Plans for new trading platform to roll out to Countrywide brokers.

Six months after Towergate's takeover of Open International, former chief executive Phillip Bell has defended the sale of the company and said that no members had left the network.

In an exclusive interview with Insurance Times, Bell, who recently stepped aside as chief executive of Open International following the £276m acquisition, said the takeover had given insurers greater confidence in the business, particularly its new electronic trading platform PowerPlace.

Bell, who will remain as a consultant with Open International, said: “We’ve always had a limited relationship with insurers and through Towergate we can enhance that. It carries so much more power than we did as a single entity.”

In the same interview, new managing director Chris Guillaume set out the firm’s plans for PowerPlace, which is currently in a pilot phase with 40 Countrywide brokers. He said Open International wanted to make sure there were no glitches with the technology before building up expectations.

He said: “We have the best relationship with Countrywide brokers and really want to see what happens there before we decide to open it up to other brokers.”

Guillaume said it was not known if the trading would ever be made available to non-Countrywide brokers, as originally planned. With £2.5bn GWP in commercial products, Guillaume insisted the Countrywide brokers represented a large slice of the market.

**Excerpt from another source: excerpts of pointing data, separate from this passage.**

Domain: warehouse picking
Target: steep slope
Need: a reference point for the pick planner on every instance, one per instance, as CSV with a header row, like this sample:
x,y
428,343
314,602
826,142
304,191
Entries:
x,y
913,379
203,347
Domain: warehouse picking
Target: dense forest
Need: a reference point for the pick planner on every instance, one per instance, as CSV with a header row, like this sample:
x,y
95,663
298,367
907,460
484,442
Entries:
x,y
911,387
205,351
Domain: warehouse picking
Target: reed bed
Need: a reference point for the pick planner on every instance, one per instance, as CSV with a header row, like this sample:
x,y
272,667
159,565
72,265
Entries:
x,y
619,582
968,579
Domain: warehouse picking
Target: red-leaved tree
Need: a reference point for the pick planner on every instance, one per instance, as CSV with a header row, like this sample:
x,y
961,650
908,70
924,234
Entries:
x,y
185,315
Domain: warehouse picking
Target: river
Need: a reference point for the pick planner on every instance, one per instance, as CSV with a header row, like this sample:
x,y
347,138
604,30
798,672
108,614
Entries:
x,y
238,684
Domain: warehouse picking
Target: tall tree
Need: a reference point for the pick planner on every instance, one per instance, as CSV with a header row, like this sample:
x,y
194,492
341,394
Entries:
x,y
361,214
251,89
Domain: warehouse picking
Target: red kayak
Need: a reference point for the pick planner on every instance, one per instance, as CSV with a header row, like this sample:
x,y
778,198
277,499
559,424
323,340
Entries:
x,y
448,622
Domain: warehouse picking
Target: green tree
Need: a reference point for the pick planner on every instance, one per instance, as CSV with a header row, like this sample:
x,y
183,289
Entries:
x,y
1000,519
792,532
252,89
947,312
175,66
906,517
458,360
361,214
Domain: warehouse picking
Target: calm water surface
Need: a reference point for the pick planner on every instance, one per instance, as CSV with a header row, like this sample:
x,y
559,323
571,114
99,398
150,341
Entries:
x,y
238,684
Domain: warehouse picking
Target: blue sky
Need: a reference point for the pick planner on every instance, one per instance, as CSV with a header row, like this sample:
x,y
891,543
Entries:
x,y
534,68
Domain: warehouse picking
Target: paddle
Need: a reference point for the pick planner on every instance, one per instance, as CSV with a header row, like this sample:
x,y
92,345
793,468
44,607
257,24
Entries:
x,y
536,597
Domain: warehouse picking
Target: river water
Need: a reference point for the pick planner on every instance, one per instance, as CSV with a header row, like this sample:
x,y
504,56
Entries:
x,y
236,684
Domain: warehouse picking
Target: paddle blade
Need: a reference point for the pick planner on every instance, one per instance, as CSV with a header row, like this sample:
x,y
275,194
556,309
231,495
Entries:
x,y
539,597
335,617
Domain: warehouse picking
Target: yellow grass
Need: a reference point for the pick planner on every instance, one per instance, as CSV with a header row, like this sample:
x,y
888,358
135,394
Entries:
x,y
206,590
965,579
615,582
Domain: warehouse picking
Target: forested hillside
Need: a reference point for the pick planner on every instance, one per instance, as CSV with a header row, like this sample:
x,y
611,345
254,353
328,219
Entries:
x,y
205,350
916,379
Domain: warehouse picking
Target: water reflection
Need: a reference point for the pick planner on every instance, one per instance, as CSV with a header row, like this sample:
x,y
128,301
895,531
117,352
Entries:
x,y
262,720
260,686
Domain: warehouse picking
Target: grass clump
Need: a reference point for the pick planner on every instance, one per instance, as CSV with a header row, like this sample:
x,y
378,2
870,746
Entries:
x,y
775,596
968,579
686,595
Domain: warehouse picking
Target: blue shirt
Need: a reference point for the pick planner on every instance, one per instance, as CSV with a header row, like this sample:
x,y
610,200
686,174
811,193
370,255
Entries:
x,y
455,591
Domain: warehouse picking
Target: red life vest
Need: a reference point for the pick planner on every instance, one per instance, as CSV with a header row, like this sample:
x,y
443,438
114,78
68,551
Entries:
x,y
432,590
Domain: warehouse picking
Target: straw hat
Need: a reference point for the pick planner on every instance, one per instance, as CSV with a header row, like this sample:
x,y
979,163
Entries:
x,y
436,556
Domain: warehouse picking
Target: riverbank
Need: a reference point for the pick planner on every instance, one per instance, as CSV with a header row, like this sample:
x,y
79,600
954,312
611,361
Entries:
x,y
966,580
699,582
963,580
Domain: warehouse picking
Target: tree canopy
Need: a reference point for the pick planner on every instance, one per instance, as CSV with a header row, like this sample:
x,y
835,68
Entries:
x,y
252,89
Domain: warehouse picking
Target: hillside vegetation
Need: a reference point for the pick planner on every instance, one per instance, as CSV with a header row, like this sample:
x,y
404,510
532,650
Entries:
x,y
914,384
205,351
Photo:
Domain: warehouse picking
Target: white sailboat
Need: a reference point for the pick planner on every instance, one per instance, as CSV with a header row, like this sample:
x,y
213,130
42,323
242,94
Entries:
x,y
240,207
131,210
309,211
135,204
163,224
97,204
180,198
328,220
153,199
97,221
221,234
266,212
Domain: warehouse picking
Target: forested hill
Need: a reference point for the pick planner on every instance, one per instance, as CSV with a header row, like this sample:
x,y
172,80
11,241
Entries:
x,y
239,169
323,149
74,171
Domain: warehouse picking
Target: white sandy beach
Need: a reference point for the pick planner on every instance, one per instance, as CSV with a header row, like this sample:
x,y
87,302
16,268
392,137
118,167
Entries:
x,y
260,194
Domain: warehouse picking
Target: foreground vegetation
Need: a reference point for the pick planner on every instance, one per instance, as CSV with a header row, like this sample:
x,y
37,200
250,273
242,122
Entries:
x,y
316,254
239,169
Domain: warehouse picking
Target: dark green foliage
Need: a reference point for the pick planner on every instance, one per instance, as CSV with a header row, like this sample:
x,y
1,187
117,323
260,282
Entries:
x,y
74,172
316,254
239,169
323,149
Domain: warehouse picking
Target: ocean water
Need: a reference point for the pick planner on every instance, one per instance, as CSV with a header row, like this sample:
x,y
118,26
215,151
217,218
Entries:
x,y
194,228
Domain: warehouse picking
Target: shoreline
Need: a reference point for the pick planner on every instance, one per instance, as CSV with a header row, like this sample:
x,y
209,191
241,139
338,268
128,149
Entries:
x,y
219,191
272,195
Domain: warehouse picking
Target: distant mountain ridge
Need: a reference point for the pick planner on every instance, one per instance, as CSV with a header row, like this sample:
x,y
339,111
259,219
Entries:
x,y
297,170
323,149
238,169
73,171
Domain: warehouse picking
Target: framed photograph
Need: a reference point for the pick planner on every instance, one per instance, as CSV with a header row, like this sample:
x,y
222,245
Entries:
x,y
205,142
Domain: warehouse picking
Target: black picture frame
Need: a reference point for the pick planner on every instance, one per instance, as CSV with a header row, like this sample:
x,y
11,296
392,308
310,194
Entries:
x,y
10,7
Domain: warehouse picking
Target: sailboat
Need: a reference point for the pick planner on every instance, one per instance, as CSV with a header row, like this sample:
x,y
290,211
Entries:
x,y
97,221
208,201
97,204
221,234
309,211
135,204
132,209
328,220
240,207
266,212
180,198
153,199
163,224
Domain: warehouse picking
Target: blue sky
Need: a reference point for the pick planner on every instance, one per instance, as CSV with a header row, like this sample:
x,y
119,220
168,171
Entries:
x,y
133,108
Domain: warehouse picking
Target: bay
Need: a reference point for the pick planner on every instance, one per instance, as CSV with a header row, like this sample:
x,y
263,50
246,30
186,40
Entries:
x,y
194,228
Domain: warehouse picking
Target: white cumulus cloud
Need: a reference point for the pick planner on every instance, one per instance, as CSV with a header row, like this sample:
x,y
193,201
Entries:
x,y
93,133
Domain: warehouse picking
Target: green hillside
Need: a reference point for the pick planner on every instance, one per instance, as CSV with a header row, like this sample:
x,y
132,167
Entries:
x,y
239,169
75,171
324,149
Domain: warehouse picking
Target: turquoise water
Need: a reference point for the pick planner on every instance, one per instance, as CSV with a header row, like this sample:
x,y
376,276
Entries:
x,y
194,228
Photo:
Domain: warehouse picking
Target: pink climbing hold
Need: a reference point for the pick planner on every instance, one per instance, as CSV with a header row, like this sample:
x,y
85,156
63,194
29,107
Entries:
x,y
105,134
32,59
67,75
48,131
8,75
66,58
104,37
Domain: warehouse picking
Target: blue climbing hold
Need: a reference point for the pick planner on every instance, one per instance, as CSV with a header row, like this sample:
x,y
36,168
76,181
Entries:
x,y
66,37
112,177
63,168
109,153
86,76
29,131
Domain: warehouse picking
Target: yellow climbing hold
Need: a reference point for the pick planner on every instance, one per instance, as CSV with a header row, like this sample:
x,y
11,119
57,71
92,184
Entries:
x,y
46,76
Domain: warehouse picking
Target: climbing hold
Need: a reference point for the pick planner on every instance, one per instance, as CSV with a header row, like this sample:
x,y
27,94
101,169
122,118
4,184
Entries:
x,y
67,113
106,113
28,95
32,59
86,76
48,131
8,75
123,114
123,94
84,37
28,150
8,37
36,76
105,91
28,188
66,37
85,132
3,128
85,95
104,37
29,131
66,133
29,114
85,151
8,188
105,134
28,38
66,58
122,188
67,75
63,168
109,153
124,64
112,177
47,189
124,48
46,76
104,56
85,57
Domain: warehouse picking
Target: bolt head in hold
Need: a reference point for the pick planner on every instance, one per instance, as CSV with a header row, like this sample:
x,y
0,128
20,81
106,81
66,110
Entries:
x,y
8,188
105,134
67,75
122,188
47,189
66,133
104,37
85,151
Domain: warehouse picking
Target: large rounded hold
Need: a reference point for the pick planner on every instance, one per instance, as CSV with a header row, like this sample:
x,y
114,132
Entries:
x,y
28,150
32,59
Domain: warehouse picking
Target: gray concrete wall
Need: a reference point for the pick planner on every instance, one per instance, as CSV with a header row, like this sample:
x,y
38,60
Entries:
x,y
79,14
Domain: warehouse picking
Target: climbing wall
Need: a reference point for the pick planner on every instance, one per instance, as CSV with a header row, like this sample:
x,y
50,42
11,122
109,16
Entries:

His approach seems to have scaled back Bell’s original ambitions. At the time of the deal, Bell said it would revolutionise the electronic trading of commercial lines business.

Bell denies the more cautious approach is the result of recent bad publicity some of Open’s competitors have suffered with failed or troubled commercial trading platforms and said this was the way the company had always done business in the past.

He said: ”There’s a vast market to be electronically traded and that’s why Towergate bought Open GI, because of that opportunity.”

Open International also plans to strictly control the insurance products traded through its platform.